Ajout 13/08/2020 : Relecture
  J’ai repris le livre « Œuvres complètes » de Blaise Pascal qui m’avait été offert, et j’ai cherché « le pari » dans le sommaire, sans le trouver. Toutefois, j’ai trouvé le texte (partiel) citant la source sur Wikipedia (https://fr.wikipedia.org/wiki/Pari_de_Pascal ) : fragment 397, qui s’avère constituer les pages 676-681 du livre (20 paragraphes au lieu de 1 paragraphe). Wikipedia n’en cite que le passage majeur, avec une intéressante discussion ensuite, en pour et surtout contre. A ces arguments contre, j’en ajouterais un, majeur selon moi : si j’étais le Créateur, je ne donnerais nullement récompense infinie à qui croit que j’existe et punition infinie à qui croit que je n’existe pas ; agir ainsi serait narcissique puant d’orgueil, tout le contraire d’un bon Dieu ; donc je récompenserais tout le monde (avec une prime aux gentils, une petite réprimande aux méchants, et cela en gentillesse/méchanceté envers autrui humain, indépendamment des croyances religieuses dans les nuages). Mais Blaise Pascal est totalement intoxiqué par ses textes sacrés bibliques, à la fois terroristes et promettant bonheur infini au-delà du possible si on suit ce qu’exigent les religieux (désintéressés ? hum…). Non, ce n’est pas objectif, c’est une attitude crédule sans intelligence critique.
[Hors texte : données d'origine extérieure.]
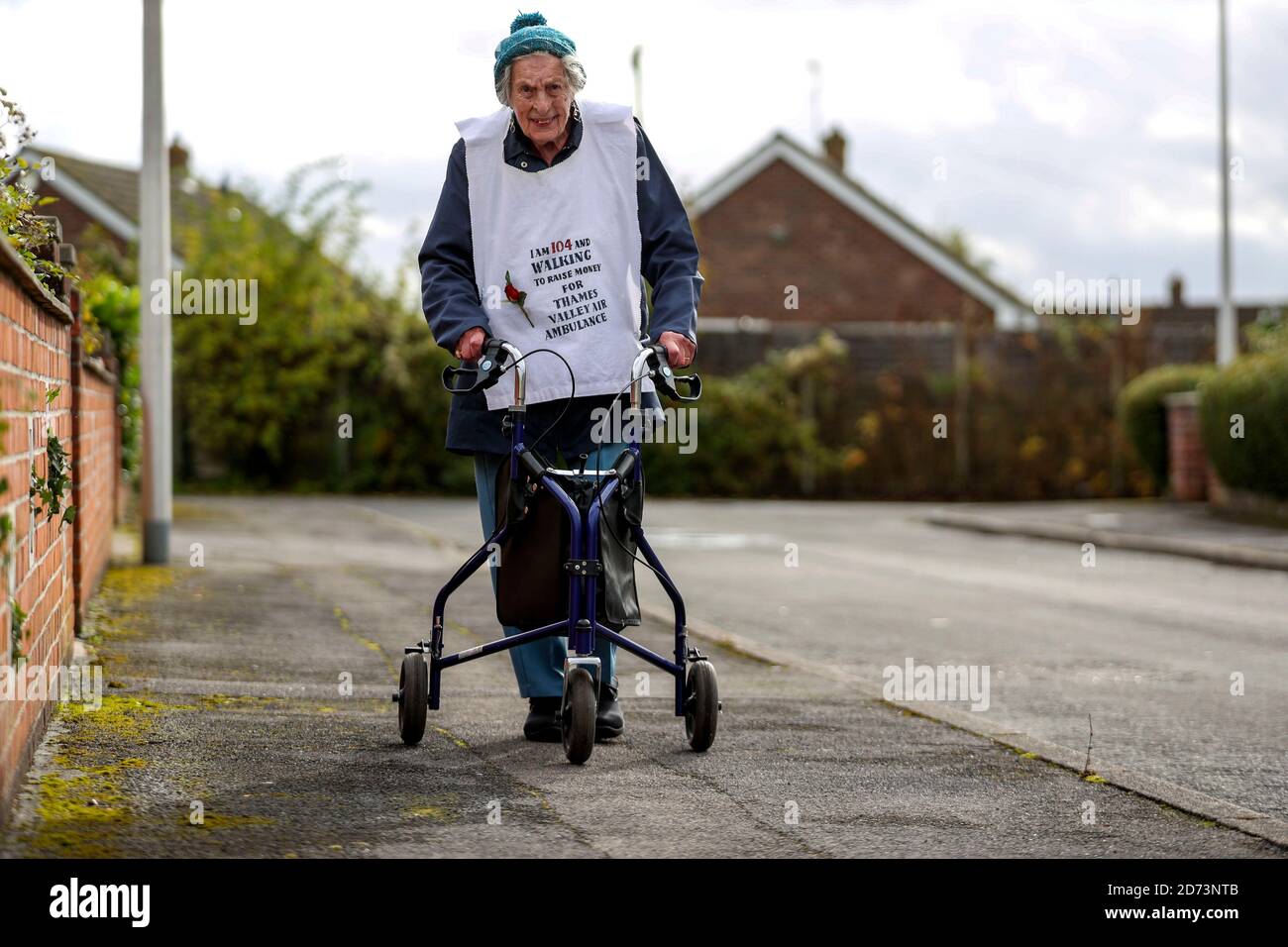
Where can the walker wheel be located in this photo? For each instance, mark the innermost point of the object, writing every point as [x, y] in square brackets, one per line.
[700, 705]
[578, 720]
[412, 698]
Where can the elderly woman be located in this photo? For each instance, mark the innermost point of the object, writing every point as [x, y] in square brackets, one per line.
[567, 202]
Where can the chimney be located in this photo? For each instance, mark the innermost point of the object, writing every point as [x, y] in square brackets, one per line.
[833, 150]
[178, 157]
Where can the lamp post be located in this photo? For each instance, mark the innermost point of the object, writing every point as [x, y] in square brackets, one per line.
[155, 316]
[1227, 322]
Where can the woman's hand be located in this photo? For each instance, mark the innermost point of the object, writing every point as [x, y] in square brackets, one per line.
[679, 350]
[471, 344]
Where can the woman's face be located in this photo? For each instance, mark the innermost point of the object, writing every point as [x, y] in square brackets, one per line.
[540, 97]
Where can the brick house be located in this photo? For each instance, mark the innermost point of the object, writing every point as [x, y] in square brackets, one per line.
[784, 217]
[97, 193]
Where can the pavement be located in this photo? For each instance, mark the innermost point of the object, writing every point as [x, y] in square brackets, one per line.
[248, 711]
[1150, 526]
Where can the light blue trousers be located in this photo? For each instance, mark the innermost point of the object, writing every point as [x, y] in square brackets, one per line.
[539, 665]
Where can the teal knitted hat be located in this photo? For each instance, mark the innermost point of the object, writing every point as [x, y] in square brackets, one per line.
[529, 34]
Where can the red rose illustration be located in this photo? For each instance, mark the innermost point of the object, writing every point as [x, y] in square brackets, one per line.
[518, 298]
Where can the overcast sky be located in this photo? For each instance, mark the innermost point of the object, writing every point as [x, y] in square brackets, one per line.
[1076, 136]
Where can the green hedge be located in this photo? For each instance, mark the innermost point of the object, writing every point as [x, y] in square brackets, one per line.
[1142, 416]
[1256, 388]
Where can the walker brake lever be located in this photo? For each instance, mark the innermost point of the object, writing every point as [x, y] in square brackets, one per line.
[665, 377]
[485, 372]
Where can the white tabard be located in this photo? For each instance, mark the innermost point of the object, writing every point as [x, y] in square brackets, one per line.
[570, 237]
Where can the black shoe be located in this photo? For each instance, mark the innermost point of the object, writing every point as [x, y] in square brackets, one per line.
[542, 723]
[608, 715]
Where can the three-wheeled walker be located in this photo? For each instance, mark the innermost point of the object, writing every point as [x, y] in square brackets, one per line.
[583, 495]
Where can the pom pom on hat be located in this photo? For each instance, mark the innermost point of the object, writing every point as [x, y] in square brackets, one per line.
[528, 35]
[527, 20]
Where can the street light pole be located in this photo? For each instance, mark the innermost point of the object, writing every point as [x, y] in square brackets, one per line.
[1227, 324]
[155, 305]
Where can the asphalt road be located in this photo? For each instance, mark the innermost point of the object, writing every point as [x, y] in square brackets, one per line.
[224, 699]
[1145, 644]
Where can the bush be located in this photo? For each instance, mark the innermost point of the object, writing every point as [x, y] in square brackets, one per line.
[1256, 388]
[758, 434]
[1141, 414]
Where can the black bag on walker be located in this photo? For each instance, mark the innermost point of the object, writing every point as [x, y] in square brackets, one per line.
[532, 583]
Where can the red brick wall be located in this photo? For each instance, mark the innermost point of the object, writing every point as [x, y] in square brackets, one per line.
[53, 570]
[97, 463]
[1186, 462]
[781, 228]
[35, 343]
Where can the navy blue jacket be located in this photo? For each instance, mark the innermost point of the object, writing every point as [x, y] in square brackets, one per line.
[452, 305]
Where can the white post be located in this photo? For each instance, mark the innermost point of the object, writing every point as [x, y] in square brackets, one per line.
[155, 326]
[1227, 322]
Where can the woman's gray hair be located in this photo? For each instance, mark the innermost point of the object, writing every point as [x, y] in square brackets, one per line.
[574, 71]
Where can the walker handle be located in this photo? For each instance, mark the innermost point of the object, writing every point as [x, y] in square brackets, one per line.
[485, 372]
[665, 379]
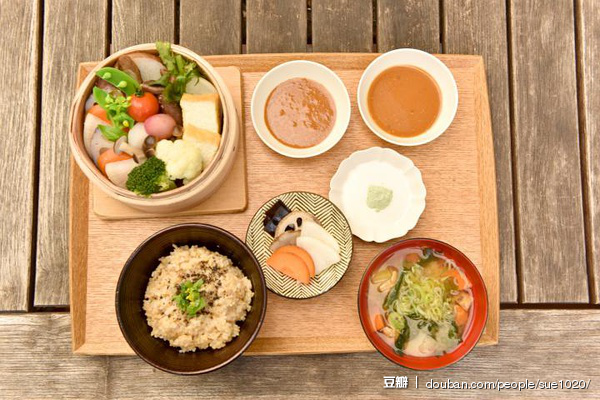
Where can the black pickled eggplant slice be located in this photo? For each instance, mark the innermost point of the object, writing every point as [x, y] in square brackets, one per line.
[274, 215]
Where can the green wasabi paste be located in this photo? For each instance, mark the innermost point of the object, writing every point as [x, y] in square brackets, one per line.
[379, 197]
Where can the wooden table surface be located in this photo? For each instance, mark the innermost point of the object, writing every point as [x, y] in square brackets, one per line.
[542, 59]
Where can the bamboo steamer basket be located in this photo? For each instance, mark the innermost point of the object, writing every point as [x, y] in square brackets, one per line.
[183, 197]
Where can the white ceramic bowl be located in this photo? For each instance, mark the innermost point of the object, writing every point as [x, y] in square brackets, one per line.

   Par ailleurs, donner récompense infinie (ou punition infinie) indépendamment des actes (de générosité envers autrui) contredit la Parabole du Bon Samaritain, dans l’Evangile de Luc, selon laquelle il faut se ruiner à aider pour gagner la vie éternelle. Donc Blaise Pascal chie à la gueule de Jésus-Christ en prétendant le servir et l’adorer, c’est plutôt raté, comme argumentaire « logique ».
   J’ai relu les 6 pages du texte intégral 397, aussi, et :
1/ Je re-note une phrase que citait (sans la discuter) Wikipedia : « il faut parier. Cela n’est pas volontaire, vous êtes embarqué. (…) puisqu’il faut nécessairement choisir (…) puisque vous êtes dans la nécessité de jouer (…) Et ainsi quand on est forcé à jouer, il faut renoncer à la raison ». Et je ne suis absolument pas d’accord avec cette injonction, obligeant à risquer l’erreur sans savoir, condamnant la sagesse sceptique par principe. Je connais le même désaccord quand un ami contradicteur me donne tort d’hésiter entre accepter et rejeter l’hypothèse du rêve (mien, présent), il dit : « il faut choisir ! pas accepter tout et son contraire ! » mon argument usuel est que c’est comme la sagesse agnostique en matière religieuse, qui n’affirme rien, ne sachant pas. Mais ici, donc, Blaise Pascal condamne l’agnosticisme tout autant. Sans aucun argument, tout autant.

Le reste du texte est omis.